Panmunjom sınır köyünden bir kare
- Doğu Denizi'ndeki dikenli teller: Güney Kore'nin doğu sahilleri, muhtemel denizaltı sızmalarını engellemek için Kuzey Kore sınırından itibaren güneydeki Pohang'a kadar tel örgüyle çevriliymiş. Gece vakti tüm sahil şeridi askeri bölge haline geliyormuş. Kazara gece vakti sahile inerseniz Kuzeyli ajan olduğunuz şüphesiyle vurulmanız işten bile değilmiş.

- Güney Kore'nin kuzeyi vs güneyi: Eskiden merkezi hükümetle anlaşamayan ve yönetime göre daha muhafazakar olan bürokratlar ülkenin güneyine sürülürmüş. Bu insanlar da görüşlerini okullar açarak o bölgelerde yaymışlar. Sonuç olarak, ülkenin güney kısmında geleneksel Kore adetleri daha çok yer edinmiş.

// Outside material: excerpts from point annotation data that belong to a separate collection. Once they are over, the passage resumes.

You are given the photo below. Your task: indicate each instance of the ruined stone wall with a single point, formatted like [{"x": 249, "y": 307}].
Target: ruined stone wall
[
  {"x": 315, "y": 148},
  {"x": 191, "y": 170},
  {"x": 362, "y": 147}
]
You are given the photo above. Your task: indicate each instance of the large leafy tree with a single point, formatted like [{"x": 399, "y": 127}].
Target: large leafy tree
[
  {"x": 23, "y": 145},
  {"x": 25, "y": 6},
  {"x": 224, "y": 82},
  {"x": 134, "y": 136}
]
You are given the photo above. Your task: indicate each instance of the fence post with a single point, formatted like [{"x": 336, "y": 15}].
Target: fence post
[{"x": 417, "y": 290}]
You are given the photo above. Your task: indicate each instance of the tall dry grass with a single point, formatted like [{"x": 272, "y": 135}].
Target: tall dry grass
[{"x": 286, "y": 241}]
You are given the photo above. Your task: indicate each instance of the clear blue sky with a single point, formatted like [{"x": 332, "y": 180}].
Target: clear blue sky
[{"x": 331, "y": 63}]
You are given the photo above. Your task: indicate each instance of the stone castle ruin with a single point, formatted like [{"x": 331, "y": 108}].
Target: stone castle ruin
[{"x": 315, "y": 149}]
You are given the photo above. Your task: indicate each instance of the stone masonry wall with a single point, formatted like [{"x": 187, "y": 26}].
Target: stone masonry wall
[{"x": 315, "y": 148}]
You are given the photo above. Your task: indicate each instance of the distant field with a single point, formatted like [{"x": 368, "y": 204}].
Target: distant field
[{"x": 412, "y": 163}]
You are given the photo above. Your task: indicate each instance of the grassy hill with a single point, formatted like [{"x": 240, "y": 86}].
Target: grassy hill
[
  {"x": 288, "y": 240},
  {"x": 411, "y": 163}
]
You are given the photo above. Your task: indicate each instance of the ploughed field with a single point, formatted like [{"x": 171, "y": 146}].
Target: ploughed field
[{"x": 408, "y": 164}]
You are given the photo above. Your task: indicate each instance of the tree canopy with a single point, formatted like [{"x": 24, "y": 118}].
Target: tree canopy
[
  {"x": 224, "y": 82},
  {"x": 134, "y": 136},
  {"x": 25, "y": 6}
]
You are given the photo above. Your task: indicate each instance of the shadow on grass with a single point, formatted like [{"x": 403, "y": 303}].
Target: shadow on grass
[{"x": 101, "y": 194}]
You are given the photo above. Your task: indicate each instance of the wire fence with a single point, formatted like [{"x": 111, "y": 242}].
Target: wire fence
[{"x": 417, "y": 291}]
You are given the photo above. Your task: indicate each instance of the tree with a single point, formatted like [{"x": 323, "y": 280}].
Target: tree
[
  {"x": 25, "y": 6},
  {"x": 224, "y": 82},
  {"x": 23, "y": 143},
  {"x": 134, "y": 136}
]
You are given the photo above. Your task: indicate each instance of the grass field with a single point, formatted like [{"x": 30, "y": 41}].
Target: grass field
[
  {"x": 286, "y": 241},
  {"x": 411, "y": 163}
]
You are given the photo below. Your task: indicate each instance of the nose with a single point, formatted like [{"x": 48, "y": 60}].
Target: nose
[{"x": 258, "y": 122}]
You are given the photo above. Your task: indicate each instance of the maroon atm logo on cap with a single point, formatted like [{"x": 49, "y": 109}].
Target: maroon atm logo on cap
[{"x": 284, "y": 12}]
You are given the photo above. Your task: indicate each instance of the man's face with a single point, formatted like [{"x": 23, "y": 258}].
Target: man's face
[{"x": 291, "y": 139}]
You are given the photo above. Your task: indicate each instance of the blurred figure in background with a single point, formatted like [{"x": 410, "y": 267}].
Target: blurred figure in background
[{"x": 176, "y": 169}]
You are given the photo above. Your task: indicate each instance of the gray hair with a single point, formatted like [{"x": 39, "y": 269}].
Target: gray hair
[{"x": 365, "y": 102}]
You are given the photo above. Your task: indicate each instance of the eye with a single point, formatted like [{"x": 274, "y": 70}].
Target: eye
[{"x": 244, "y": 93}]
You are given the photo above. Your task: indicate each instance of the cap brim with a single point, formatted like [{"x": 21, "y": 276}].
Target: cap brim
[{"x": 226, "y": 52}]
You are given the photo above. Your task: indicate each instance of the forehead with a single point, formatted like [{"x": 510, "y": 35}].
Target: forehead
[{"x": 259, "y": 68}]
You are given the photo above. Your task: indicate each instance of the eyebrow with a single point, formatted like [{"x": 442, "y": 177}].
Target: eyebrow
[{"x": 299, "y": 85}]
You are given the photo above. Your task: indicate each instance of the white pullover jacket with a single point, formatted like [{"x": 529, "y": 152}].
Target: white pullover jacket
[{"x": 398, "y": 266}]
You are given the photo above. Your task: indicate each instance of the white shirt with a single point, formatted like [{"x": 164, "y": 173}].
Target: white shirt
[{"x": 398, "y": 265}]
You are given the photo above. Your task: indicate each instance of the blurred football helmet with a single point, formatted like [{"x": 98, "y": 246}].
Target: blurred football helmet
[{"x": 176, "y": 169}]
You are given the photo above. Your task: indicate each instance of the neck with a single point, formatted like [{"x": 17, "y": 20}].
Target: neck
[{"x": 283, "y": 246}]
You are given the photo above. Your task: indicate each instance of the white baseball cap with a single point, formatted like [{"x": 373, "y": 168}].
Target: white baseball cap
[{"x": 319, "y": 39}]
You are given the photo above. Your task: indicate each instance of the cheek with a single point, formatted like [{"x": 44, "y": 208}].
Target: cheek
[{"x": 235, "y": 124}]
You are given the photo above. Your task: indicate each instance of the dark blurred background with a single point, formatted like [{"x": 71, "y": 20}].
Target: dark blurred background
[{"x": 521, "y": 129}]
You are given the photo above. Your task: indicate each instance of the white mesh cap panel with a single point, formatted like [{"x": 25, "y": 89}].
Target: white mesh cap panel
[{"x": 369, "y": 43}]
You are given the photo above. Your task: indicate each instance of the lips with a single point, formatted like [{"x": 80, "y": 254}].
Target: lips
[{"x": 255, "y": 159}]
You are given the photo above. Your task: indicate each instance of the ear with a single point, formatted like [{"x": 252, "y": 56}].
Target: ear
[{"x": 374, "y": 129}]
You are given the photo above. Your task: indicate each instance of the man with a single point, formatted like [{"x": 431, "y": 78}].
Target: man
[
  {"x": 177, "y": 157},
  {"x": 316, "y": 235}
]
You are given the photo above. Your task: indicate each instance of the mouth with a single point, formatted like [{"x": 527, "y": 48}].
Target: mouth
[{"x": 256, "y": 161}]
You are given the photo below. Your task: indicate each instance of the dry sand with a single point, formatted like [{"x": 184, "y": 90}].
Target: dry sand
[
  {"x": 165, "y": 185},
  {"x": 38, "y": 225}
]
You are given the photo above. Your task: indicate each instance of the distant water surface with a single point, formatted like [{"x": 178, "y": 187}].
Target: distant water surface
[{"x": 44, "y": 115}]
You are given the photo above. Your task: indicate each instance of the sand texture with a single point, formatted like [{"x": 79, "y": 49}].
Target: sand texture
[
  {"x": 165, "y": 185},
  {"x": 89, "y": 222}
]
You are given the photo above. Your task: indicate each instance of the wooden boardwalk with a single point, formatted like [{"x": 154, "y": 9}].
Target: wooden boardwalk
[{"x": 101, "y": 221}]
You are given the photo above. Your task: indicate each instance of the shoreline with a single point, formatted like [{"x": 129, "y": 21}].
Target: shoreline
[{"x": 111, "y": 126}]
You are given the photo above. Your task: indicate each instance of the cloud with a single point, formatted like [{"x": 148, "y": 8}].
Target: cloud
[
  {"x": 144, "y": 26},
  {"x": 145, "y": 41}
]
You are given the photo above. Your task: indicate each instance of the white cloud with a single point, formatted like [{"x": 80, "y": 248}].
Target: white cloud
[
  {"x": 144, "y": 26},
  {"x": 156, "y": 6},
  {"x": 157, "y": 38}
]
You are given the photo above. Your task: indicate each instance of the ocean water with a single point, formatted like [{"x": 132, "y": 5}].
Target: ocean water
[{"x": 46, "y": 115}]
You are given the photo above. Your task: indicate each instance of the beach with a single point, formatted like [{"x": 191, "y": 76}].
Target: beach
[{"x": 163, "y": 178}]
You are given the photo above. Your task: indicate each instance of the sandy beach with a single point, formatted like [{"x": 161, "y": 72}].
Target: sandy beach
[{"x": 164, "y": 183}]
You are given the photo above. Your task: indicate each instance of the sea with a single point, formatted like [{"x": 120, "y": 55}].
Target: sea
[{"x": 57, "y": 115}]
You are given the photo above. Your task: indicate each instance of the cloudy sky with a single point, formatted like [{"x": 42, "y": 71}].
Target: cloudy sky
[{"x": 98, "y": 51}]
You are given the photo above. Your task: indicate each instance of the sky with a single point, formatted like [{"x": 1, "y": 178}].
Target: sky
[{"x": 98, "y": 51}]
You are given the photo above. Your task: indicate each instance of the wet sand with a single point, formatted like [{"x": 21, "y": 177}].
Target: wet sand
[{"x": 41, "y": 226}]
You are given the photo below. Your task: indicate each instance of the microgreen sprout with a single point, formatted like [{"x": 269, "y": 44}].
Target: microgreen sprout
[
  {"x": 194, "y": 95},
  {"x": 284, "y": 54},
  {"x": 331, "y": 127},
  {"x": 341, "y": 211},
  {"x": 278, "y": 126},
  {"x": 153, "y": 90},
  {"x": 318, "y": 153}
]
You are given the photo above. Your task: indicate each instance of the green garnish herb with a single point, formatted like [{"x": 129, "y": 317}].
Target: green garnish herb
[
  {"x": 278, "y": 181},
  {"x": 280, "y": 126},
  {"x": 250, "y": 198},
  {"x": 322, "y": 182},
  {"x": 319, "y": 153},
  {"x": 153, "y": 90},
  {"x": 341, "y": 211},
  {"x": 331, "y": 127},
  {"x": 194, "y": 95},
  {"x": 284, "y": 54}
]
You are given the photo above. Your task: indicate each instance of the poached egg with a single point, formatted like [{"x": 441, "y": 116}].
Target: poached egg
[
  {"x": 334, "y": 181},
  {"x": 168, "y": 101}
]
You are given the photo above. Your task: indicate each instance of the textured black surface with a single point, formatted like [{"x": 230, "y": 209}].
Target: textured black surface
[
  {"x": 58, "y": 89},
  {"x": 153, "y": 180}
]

Genel seçimlerden birkaç gün önce Seul sokakları, Nisan 2012


- Seçimler: Türkiye'nin aksine seçimlerde partiler değil adaylar ön plana çıkıyormuş. Yoğun bir bölgeciliğin hakim olduğu ülkenin güneydoğu vilayeti Gyeongsang-do sadece ana muhalefet partisini, güneybatıdaki Jeolla-do ise sadece iktidar partisini desteklermiş. Bu bölgecilik tutumunun kökleri ta krallık dönemine kadar uzanıyormuş. Ama asıl 1980'deki Gwangju olayları, Gyeongsan-do ile Jeolla-do arasındaki bölgeciliğin kan davasına dönüşmesine yol açmış. 18 Mayıs 1980'de Kore'nin güneybatısındaki Gwangju şehrinde başlayan ve 27 Mayıs'a kadar süren hükümet karşıtı halk ayaklanması, o zamanki askeri rejim tarafından kanlı bir şekilde bastırılmış ve 200'den fazla sivil hayatını kaybetmiş.